What leaders intend as flexibility can instead introduce unpredictability. And predictability is what allows professionals to perform consistently.
Hybrid doesn’t eliminate the burden of commuting or scheduling. It simply reshapes it.
That’s not flexibility. It’s compromise.

The Psychology Behind Hybrid
The reason hybrid persists has less to do with performance and more to do with leadership psychology. Hybrid reduces anxiety.
It preserves familiarity with the traditional office while acknowledging the realities of remote work. It allows leaders to avoid backlash from either extreme.
But comfort is not a scaling strategy. Clarity is.
Operating models function best when they are intentionally designed around how work actually gets done.
The Capacity Framework
If you step back, there are really only three sustainable workforce architectures.
Some companies remain fully in-office. These organizations optimize for speed, in-person collaboration, and proximity-based decision-making.
Others operate fully remote. These teams rely heavily on documentation, asynchronous workflows, and objective performance metrics to equalize visibility and accountability.
Both models can work well when intentionally designed.
Hybrid, by contrast, often optimizes for compromise. It introduces cultural drift, visibility imbalances, and duplicated cost structures that require constant negotiation.
Two of these models scale cleanly. One requires ongoing tension management.
What We Learned the Hard Way
As CEO of Guidant Financial, we learned this lesson firsthand when we opened a second office in Boise while maintaining operations in Seattle.
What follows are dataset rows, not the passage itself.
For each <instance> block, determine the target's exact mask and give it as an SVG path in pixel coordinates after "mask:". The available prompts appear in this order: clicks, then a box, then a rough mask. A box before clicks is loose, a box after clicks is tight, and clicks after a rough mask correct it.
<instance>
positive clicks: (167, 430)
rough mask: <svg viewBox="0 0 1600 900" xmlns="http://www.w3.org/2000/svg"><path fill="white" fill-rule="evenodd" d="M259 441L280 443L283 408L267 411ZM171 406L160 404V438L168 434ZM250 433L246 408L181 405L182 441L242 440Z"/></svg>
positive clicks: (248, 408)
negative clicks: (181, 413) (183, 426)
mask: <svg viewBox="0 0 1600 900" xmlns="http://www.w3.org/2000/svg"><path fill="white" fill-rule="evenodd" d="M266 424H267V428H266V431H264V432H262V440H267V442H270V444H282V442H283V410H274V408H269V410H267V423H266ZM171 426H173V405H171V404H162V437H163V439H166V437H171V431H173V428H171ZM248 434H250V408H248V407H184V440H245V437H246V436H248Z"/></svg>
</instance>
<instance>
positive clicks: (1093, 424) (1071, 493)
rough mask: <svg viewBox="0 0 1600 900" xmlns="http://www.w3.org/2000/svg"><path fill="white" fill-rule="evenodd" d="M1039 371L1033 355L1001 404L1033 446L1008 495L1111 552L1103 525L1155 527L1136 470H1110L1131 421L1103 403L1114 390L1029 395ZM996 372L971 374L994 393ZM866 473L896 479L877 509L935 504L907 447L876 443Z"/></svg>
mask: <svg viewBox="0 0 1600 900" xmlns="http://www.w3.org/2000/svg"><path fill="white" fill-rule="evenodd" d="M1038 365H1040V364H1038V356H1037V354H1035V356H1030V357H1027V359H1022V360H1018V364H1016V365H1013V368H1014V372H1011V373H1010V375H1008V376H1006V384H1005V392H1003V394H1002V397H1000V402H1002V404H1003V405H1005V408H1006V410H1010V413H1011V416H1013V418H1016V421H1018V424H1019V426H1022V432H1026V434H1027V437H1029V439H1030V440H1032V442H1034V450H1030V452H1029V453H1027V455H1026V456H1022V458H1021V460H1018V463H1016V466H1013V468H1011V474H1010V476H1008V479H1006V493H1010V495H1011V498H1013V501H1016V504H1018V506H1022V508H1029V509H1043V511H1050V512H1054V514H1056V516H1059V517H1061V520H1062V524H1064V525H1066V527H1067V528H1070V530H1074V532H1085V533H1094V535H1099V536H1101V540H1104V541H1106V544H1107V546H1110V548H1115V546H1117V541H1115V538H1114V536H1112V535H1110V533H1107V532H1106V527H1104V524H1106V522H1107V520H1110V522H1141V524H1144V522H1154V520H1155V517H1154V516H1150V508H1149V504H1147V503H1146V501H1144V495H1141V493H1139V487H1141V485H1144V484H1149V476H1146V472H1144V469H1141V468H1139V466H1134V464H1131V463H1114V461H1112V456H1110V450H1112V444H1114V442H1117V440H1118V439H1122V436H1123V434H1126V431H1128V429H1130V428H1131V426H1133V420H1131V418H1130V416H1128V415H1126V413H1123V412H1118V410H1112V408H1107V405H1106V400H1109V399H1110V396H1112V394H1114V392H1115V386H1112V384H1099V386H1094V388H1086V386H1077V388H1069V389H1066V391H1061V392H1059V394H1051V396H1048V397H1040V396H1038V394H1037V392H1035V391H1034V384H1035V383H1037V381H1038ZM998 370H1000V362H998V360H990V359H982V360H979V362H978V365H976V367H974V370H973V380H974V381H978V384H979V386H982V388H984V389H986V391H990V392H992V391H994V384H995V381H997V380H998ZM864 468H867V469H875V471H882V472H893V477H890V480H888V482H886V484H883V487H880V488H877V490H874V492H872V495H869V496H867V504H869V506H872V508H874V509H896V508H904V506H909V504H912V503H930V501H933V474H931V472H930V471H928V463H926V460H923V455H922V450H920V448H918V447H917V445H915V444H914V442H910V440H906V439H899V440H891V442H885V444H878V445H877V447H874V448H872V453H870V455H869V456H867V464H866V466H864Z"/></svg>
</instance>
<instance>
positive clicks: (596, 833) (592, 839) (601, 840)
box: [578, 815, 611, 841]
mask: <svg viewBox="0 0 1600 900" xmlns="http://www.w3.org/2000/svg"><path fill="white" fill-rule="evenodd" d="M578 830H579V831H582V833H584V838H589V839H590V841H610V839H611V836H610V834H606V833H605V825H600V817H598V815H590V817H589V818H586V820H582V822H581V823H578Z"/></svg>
The intent was simple: expand capacity. The outcome was more complicated.
Small differences in equipment created resentment. Informal proximity began shaping access to information. Team members in different locations experienced the organization differently. It wasn’t a catastrophic fracture, but it was noticeable.
Then COVID forced us fully remote.
Something unexpected happened: engagement scores increased.
Why?
Because everyone suddenly operated on the same playing field. Communication became more intentional. Visibility became more equal. Systems replaced informal access.
What hybrid had created quietly, full commitment resolved…and we never looked back. It’s also why when we launched DOXA Talent, we started as a fully-remote organization.

The Leadership Question
Hybrid can function. Many companies operate this way today. But the real question isn’t whether it works. The question is whether it creates structural advantage.
- Does it strengthen margins?
- Does it improve cultural cohesion?
- Does it increase promotion fairness?
- Does it scale cleanly as the organization grows?
- Or does it preserve comfort while introducing complexity?
Leaders who want clarity must make a choice. Because hesitation is expensive. And hybrid, in many cases, is simply hesitation with a policy.
Frequently Asked Questions
Is hybrid work more expensive than remote?
Often yes. Hybrid organizations carry both office overhead and remote infrastructure costs simultaneously.
What is proximity bias in hybrid environments?
Proximity bias refers to leaders unintentionally favoring employees who are physically present, influencing visibility and promotion outcomes.
Does hybrid work impact promotions?
Research suggests that in-office employees may experience higher visibility, which can affect promotion patterns if not intentionally managed.
Why do companies choose hybrid models?
Hybrid often feels like a compromise between remote and in-office work, reducing perceived risk for leadership.
What workforce model scales best?
Organizations that intentionally optimize either fully in-office or fully remote models typically experience less friction and greater structural clarity.